ELO system for bbo?
#1
Posted 2021-January-17, 03:59
#2
Posted 2021-January-17, 04:33
Bridge is similar to all other equilibrium games such as Chess and Go, but the big dissimilarity is the requirement for people to play as a pair.
This means that if you want a rating system, there would need to be a rating system for pairs rather than individuals.
Unfortunately, many Bridge partnerships are as evanescent as steam from a boiling kettle (I could meander more through that metaphor but you get the idea).
There is a workaround that I have used. You can download an ELO calculator from the web and then play in regular massive daylongs where the number of competitors is often greater than 1000 every day. The quality is very mixed so it can be characterised as international tournament every day.

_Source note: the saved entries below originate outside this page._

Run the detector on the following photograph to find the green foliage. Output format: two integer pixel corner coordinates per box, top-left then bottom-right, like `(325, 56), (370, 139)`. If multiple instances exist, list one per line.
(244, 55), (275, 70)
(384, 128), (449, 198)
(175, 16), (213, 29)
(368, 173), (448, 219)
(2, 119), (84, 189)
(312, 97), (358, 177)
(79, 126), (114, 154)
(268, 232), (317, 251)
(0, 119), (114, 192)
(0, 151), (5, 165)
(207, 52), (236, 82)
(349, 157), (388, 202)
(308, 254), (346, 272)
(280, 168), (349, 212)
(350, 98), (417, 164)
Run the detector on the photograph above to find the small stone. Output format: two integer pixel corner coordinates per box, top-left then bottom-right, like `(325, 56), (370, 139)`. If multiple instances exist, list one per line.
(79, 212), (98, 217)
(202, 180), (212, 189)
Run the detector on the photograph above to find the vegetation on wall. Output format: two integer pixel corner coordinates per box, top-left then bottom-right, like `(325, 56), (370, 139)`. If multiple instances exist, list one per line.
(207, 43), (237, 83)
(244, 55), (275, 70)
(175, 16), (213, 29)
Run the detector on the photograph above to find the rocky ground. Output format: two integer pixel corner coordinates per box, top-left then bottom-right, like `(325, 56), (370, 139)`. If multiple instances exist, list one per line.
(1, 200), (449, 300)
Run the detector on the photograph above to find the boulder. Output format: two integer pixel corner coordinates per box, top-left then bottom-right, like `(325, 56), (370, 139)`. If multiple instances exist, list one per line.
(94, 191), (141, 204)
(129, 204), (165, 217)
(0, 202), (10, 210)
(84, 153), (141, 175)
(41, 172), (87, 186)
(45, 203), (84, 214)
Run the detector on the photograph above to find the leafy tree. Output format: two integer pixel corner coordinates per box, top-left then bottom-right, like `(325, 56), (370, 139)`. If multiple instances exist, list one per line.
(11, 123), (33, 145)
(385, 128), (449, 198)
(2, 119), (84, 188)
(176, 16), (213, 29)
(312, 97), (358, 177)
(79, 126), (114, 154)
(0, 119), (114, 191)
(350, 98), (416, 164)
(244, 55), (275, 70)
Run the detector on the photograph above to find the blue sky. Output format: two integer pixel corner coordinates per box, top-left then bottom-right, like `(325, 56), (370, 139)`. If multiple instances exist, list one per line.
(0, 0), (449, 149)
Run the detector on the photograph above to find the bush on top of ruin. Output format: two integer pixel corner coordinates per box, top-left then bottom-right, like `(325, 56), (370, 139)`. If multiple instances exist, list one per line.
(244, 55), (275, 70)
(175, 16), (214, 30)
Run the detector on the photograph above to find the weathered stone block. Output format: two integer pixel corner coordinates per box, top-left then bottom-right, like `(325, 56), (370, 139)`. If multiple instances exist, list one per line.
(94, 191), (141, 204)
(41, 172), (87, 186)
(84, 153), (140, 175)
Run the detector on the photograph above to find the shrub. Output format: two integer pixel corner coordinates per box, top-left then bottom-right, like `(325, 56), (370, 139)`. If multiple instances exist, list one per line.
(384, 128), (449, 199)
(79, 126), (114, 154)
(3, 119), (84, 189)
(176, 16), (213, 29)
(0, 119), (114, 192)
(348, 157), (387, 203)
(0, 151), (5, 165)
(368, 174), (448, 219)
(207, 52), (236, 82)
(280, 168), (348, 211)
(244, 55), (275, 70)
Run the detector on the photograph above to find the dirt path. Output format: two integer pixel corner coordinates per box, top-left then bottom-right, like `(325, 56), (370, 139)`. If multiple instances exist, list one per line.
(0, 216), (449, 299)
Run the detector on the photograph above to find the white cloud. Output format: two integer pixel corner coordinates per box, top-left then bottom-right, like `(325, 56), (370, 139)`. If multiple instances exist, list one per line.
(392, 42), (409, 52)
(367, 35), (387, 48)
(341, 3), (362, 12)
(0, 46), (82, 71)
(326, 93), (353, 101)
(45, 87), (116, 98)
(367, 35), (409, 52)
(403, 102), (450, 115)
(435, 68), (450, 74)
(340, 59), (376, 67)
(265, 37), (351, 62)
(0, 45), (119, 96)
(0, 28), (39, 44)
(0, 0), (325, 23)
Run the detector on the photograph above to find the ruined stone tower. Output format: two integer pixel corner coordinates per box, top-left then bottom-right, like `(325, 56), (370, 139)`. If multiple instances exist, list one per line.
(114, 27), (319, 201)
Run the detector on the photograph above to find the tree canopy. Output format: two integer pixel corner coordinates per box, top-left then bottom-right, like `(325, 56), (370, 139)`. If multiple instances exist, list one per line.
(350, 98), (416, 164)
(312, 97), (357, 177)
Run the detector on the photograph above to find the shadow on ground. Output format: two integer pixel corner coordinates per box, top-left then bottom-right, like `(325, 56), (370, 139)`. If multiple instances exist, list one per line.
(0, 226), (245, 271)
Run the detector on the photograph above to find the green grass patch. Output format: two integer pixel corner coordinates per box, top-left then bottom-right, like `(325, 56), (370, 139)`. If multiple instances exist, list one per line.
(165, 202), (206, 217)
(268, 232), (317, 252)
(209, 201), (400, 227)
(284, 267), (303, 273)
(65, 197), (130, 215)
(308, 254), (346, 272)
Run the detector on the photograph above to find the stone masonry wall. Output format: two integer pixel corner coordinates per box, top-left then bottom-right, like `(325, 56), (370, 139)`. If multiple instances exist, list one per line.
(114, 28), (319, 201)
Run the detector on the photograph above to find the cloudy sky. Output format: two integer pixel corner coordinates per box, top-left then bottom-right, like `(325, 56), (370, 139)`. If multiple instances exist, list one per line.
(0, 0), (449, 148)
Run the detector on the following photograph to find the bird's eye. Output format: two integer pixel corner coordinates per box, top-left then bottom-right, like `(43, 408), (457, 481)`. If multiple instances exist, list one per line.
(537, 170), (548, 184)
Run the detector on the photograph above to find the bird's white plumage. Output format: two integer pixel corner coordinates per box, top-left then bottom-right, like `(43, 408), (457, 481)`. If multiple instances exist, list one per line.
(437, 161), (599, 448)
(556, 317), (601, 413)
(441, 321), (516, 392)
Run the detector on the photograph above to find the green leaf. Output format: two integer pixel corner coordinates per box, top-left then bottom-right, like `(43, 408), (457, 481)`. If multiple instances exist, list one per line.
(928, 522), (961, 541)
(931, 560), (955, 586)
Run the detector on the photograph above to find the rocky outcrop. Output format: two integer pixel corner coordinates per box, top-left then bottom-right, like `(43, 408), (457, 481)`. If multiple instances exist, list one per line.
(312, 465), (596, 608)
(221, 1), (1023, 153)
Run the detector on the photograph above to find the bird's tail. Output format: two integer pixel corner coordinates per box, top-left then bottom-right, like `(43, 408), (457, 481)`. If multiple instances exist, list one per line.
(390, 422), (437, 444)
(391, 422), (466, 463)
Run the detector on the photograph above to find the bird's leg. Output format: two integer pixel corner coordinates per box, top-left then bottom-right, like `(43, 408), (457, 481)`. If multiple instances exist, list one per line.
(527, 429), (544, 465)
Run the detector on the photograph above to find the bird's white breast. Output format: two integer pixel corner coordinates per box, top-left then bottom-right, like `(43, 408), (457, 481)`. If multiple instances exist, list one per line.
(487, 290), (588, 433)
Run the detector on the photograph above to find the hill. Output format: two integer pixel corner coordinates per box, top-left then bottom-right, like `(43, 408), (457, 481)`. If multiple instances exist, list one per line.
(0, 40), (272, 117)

Map your results from these robot daylongs, and you will gain a rough idea of your equivalency to Chess ratings.
Clearly, stars, masterpoints and success in previous tournaments - all of which contribute to overall ranking in Bridge - are of little value in determining a player's instantaneous skill level.
This is because masterpoints accumulate like barnacles and exist to make money for Bridge organisations who then provide the tournaments that we all enjoy.
There is an equivalent problem in Chess in that titles such as International Master and Grandmaster are awarded based on achieving excellent results in high-quality tournaments.
This is why I suggest using large daylongs if you really want to map Elo (his name was Arpad Elo by the way) rankings onto Bridge players.
Of course, there is the little problem that not everyone regards robot Bridge with the same affection as I do (litotes), but them's the breaks.
#3
Posted 2021-January-17, 05:13
A lot of members focused on their rating and would not play with weaker partners or opponents: even though the rating system protected them from weaker players, very few believed this and even fewer were willing to take the risk. This caused a lot of bad feeling when players were booted by the table host shortly after sitting down.
I believe that BBO deliberated avoided a ratings system initially to avoid this behaviour.
It is interesting to see that the English Bridge Union, and perhaps others, now have national rating schemes and the players are more accepting. Perhaps because there are more events targeted at them.
#4
Posted 2021-January-17, 05:29
#5
Posted 2021-January-17, 05:34
#6
Posted 2021-January-17, 06:21
lmhk, on 2021-January-17, 05:34, said:
The ride isn't worth the cost of the ticket
Introducing rating systems introduces an enormous range of problems.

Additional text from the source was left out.